Spread of Infectious Diseases May Run High with Patient Sharing

By Douglas Page

Study sheds light on how providers can better coordinate and share information

Patient sharing—in which individuals  are transferred from one hospital to another or when patients seek treatment at different hospitals on their own—is nine times as pervasive as previously thought, according to the first study to look at the phenomenon in-depth. This gross underestimation may have implications for controlling the spread of infectious diseases among hospitals.

"Hospitals share large numbers of patients without knowing it," says Susan Huang, M.D., director of epidemiology and infection prevention at the University of California, Irvine.

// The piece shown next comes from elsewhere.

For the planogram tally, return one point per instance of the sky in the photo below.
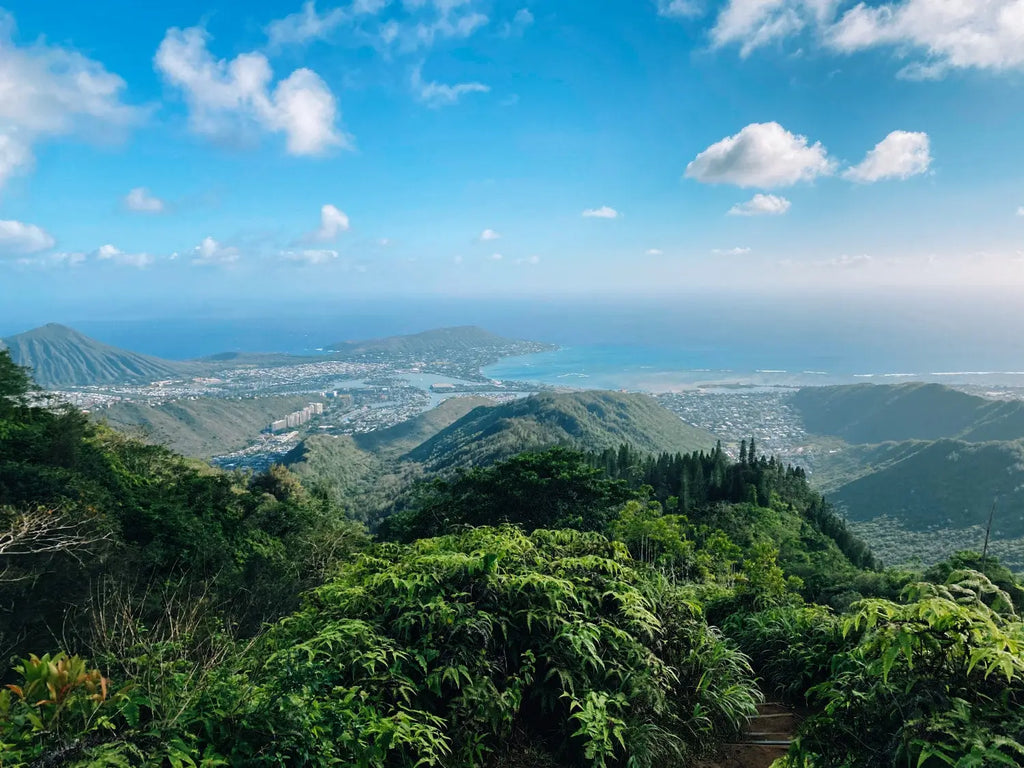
(165, 154)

Her study looked at 240,000 admissions, including direct and indirect transfers among all 31 hospitals in Orange County, Calif. She presented her findings at the annual meeting of the Society for Healthcare Epidemiology of America in March.
Huang found that only one in nine shared patients are transferred directly between hospitals. Most are discharged, then readmitted
elsewhere.

"Currently, hospitals operate as isolated entities, without understanding how actions and interventions might impact other facilities," Huang says. By understanding the magnitude of patient sharing, they might cooperate in preventing the spread of infectious diseases. Her research might be especially relevant for diseases with substantial incubation periods or prolonged carrier states, such as methicillin-resistant Staphylococcus aureus or vancomycin-resistant enterococcus, because patients often don't exhibit symptoms until after discharge.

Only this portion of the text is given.